# Wikipedia training

In this tutorial we will:
 - Learn how to train the NMF topic model on English Wikipedia corpus
 - Compare it with LDA model
 - Evaluate results

In [1]:
%load_ext autoreload
%autoreload 2

import itertools
import json
import logging
import numpy as np
import pandas as pd
import scipy.sparse
import time
from tqdm import tqdm, tqdm_notebook

import gensim.downloader as api
from gensim import matutils
from gensim.corpora import MmCorpus, Dictionary
from gensim.models import LdaModel, CoherenceModel
from gensim.models.nmf import Nmf
from gensim.parsing.preprocessing import preprocess_string

tqdm.pandas()

logging.basicConfig(format='%(asctime)s : %(levelname)s : %(message)s',
                    level=logging.INFO)

# Preprocessing

### Load wikipedia dump
Let's use gensim.downloader.api for that

In [2]:
data = api.load("wiki-english-20171001")
for article in data:
    for section_title, section_text in zip(article['section_titles'],
                                           article['section_texts']):
        print("Section title: %s" % section_title)
        print("Section text: %s" % section_text)
    break

Section title: Introduction
Section text: 




'''Anarchism''' is a political philosophy that advocates self-governed societies based on voluntary institutions. These are often described as stateless societies, although several authors have defined them more specifically as institutions based on non-hierarchical free associations. Anarchism holds the state to be undesirable, unnecessary and harmful.

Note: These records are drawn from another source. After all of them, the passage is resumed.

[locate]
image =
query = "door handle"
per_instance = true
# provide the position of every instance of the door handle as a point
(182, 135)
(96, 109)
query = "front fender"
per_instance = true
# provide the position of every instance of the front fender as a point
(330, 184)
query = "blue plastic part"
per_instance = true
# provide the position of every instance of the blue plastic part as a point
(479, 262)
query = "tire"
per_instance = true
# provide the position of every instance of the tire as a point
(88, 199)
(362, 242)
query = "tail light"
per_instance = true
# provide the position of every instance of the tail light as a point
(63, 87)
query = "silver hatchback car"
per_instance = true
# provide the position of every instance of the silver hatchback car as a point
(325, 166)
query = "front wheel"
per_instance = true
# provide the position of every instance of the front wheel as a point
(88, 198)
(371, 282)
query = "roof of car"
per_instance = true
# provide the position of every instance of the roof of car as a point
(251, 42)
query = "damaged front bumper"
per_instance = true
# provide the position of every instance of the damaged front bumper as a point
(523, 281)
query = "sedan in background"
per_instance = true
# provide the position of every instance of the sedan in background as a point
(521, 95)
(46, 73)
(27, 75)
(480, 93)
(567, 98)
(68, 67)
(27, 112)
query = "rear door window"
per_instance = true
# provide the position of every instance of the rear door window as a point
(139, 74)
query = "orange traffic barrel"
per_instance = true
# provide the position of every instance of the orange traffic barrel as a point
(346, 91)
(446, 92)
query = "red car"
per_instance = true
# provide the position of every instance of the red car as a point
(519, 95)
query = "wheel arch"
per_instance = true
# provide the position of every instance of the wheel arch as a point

While anti-statism is central, anarchism specifically entails opposing authority or hierarchical organisation in the conduct of all human relations, including—but not limited to—the state system. Anarchism is usually considered a far-left ideology and much of anarchist economics and anarchist legal philosophy reflects anti-authoritarian interpretations of communism, collectivism, syndicalism, mutualism or participatory economics.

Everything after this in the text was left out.